Nun gut, es dürfte ohnehin jedes Urteil fürs Klima im Interesse der neuen Regierung liegen. So hat sich auch die CDU zur bundesdeutschen Klimaneutralität bis 2045 bekannt. Kanzlerkandidat Merz will sein Klimaschutzverständnis aber mit anderen Tönen angeschlagen wissen: Nicht Verbote sollen vordergründig sein, sondern Anreize. Im Umkehrschluss zielt das auf Mechanismen wie den CO2-Preis ab, der einem das Ausstoßen von Emissionen vergrämen soll. Das ist ein alter Hut und wird auf diese Weise auch bei einer Regierung unter Beteiligung der Union dazu führen, dass mit Gas zu heizen und mit Sprit Auto zu fahren eine teure Angelegenheit bleibt.

Technologieoffenheit: Unions-Gebot der Stunde?

Gleichzeitig wirbt Merz für Technologieoffenheit (ein Begriff, mit dem man auch in der Ampel schon so seinen Spaß hatte) und argumentiert, dass es anmaßend wäre, zu wissen, welche Technologie in fünfzig Jahren die richtige sei. Windkraft bezeichnete er in einem ZDF-Talk indes als Übergangstechnologie (Merz findet Windräder unästhetisch, muss man dazu wissen). Die letzte CDU-Kanzlerin, nannte im Übrigen Atomkraft einst eine Übergangstechnologie, bevor sie deren Aus vorantrieb. Diese Haltung hat sie erst kürzlich bekräftigt, aus CDU und CSU hallte es bald Widerspruch.)

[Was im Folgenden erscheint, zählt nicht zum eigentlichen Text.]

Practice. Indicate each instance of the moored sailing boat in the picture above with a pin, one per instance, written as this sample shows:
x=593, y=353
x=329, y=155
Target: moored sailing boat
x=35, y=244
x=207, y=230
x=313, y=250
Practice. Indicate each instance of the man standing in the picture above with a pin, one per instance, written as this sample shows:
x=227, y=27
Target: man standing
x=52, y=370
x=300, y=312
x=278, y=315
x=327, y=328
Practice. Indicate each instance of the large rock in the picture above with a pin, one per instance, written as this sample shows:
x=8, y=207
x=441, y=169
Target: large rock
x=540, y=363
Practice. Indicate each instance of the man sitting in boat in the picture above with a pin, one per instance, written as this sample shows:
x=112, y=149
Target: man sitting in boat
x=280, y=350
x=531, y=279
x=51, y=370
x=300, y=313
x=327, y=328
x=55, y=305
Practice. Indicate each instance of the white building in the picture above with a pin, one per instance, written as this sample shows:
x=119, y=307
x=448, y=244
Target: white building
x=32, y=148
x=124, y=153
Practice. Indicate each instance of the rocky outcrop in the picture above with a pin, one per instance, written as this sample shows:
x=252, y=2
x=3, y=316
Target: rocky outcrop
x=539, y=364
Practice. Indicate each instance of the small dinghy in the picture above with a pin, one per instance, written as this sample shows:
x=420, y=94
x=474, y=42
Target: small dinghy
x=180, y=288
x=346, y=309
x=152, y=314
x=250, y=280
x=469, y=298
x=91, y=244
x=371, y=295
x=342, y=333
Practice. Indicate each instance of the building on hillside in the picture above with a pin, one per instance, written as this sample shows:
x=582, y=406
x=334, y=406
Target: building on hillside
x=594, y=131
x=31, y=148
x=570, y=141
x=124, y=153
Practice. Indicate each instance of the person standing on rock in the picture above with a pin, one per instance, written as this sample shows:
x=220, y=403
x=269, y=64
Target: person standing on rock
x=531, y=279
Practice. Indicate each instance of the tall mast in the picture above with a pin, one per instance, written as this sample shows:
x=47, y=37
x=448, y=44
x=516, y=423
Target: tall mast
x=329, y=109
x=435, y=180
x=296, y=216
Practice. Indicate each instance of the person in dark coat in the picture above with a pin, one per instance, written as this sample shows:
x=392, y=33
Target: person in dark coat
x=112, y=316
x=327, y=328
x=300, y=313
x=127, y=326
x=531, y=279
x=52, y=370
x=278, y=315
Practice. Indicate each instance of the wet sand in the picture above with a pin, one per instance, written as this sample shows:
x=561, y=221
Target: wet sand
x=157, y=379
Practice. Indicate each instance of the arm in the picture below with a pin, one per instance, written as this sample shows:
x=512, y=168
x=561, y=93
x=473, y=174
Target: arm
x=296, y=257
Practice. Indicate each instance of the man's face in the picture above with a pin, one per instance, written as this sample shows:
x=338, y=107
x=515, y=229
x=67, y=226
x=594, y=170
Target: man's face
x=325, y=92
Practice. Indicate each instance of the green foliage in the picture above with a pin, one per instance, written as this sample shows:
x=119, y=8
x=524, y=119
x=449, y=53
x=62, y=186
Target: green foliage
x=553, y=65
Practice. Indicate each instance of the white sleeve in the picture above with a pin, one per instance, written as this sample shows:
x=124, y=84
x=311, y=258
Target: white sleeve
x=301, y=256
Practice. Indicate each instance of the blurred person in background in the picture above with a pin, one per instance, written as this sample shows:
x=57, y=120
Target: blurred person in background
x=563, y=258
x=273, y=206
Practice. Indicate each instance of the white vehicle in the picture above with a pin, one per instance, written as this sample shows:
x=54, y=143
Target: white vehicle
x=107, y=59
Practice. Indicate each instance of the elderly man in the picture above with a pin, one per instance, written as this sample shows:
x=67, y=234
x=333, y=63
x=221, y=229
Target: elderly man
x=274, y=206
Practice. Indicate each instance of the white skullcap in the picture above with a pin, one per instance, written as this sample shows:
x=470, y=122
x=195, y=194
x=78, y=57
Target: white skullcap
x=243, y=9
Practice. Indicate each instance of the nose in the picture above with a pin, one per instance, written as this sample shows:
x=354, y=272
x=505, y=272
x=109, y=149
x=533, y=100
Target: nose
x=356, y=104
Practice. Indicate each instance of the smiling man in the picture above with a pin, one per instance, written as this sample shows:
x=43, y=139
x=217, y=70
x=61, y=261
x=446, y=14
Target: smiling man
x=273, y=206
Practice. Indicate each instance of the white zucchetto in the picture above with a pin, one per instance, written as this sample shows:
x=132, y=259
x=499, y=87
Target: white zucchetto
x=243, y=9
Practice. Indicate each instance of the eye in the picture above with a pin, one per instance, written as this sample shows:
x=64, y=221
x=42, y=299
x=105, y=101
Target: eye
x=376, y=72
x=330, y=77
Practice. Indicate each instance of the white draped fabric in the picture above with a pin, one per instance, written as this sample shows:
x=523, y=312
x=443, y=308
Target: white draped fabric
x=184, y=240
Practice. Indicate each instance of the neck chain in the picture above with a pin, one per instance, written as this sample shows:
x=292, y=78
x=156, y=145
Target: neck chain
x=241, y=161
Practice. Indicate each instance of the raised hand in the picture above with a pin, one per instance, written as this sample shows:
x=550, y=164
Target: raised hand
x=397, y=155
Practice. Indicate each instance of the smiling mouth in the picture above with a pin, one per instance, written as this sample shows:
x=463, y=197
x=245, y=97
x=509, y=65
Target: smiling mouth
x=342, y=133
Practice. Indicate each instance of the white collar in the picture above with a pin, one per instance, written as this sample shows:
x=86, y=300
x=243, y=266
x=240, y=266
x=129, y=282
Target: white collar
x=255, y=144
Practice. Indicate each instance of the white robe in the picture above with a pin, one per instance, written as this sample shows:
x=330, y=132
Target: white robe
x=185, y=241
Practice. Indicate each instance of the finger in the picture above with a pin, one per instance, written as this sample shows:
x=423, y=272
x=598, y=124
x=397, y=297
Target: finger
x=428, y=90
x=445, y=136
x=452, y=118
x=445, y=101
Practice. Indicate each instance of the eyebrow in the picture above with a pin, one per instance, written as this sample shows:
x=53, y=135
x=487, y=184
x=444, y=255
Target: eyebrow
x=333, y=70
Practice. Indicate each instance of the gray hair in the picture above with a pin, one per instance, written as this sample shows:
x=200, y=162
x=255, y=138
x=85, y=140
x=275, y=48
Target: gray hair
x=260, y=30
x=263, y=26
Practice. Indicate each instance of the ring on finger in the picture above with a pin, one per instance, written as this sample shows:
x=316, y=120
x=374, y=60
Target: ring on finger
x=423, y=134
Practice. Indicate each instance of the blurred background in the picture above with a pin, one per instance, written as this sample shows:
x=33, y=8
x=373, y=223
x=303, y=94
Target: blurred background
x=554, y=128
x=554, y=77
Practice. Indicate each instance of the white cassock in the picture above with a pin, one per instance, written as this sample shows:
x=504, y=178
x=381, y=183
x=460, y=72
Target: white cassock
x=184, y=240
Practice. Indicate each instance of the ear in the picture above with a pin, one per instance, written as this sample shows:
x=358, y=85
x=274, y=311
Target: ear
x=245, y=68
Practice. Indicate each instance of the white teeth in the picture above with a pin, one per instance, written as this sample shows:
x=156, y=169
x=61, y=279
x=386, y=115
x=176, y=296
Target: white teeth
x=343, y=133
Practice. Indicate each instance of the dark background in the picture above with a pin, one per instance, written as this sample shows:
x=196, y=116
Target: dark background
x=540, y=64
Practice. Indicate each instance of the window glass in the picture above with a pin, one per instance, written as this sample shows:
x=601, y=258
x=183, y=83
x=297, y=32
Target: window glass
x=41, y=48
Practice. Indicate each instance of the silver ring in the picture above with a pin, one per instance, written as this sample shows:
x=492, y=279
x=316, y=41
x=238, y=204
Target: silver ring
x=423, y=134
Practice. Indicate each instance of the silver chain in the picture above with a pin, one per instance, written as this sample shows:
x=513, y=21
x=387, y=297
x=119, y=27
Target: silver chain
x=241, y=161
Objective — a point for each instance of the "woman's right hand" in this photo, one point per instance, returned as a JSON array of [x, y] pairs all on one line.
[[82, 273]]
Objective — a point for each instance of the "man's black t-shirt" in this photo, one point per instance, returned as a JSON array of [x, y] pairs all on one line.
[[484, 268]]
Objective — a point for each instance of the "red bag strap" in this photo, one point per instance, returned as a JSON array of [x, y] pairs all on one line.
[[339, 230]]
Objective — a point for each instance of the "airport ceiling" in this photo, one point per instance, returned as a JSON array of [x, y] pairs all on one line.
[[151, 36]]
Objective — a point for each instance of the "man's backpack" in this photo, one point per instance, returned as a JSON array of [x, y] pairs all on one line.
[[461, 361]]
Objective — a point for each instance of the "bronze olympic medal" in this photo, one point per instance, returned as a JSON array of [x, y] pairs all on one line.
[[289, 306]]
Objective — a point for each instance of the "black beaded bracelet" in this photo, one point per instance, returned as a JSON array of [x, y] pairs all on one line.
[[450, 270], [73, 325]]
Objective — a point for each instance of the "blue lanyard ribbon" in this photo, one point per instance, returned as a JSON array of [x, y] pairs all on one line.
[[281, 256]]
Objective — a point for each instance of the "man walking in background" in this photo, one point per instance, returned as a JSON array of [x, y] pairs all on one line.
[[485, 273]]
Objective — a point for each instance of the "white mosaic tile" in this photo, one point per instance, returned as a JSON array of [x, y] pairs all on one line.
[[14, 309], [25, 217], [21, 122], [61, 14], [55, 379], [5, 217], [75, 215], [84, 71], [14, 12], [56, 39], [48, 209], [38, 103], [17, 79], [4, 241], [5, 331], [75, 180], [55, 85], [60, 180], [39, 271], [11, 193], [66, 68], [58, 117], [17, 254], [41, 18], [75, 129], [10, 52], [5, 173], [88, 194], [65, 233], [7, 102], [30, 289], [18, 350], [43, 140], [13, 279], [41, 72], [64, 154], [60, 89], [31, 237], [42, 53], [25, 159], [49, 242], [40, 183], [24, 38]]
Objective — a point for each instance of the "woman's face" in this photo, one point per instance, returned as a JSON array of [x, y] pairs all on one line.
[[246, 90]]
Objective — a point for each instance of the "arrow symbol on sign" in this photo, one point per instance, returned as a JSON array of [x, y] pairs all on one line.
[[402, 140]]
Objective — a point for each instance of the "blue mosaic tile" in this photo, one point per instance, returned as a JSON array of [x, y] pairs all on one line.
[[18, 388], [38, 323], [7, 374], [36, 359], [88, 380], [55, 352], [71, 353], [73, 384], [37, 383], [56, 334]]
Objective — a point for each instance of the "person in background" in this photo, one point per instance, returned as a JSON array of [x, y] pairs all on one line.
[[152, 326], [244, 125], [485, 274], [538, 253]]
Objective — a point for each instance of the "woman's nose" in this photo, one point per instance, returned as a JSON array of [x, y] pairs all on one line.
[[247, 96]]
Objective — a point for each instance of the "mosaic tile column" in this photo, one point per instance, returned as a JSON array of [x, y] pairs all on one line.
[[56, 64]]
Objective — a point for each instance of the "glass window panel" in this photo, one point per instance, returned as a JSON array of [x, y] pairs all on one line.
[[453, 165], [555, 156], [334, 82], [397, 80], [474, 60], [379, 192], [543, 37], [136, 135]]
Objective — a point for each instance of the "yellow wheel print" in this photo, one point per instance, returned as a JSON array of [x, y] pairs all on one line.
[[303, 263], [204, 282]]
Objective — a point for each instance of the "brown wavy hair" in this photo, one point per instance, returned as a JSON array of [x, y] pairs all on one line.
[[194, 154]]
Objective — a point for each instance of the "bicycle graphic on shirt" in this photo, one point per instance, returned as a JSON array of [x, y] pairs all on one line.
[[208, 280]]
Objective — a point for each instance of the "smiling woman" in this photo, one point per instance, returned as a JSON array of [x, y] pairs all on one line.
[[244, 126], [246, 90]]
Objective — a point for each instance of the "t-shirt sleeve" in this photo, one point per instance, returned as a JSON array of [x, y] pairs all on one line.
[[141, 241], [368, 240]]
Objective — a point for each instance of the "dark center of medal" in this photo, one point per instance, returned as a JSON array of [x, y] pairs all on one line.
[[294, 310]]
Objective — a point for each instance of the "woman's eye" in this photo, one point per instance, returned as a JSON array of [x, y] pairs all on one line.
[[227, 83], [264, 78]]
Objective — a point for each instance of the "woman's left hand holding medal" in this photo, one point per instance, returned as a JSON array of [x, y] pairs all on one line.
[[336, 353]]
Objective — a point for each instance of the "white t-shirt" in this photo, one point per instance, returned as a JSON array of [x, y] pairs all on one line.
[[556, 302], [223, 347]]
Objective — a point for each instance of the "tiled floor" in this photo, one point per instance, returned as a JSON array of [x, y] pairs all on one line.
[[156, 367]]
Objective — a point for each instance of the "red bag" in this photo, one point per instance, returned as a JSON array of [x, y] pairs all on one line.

Und damit sind wir auch beim Kern der Frage, wie es nach der Neuwahl 2025 um den Bundesklimaschutz steht. Das ist letztendlich die Frage nach der Energiepolitik. Denn Klima- und Energiepolitik trennt so schnell nichts voneinander. Friedrich Merz träumt da schon mal von der Kernfusion. Letztendlich träumt nicht nur er, sondern ein größerer Teil der Menschheit schon länger davon, Energie zu erzeugen, wie es die liebe Sonne droben im Weltall tut. Ein neckischer Zungenschlag in Kernfusionsfachkreisen beantwortet die Frage, wann Fusionsreaktoren einsatzbereit sind, im Übrigen immer mit: In 25 Jahren. Egal, wann die Frage gestellt wird.

Das ist etwas, was ich im Moment nicht sehe.

Prof. Dr.-Ing. Jochen Linßen über Fusionsreaktoren

Von 25 bis 30 Jahren spricht auch der Energie- und Infrastrukturexperte Jochen Linßen vom Forschungszentrum Jülich auf einem virtuellen Podium des Science Media Centers. "Da müsste man schauen, ob es dann in diese Welt, die man bis dahin dann betreten hat, wirklich hineinpasst. Und das ist etwas, was ich im Moment nicht sehe." Denn so ein Fusionsreaktor würde eine ordentliche Grundlast im Energiesystem liefern. Und bei eben dem ist man nun eigentlich gerade bestrebt, es möglichst flexibel und polyzentrisch aufzubauen, statt alles auf ein paar wenige Karten zu setzen. Ähnliches gilt für die Kernkraft.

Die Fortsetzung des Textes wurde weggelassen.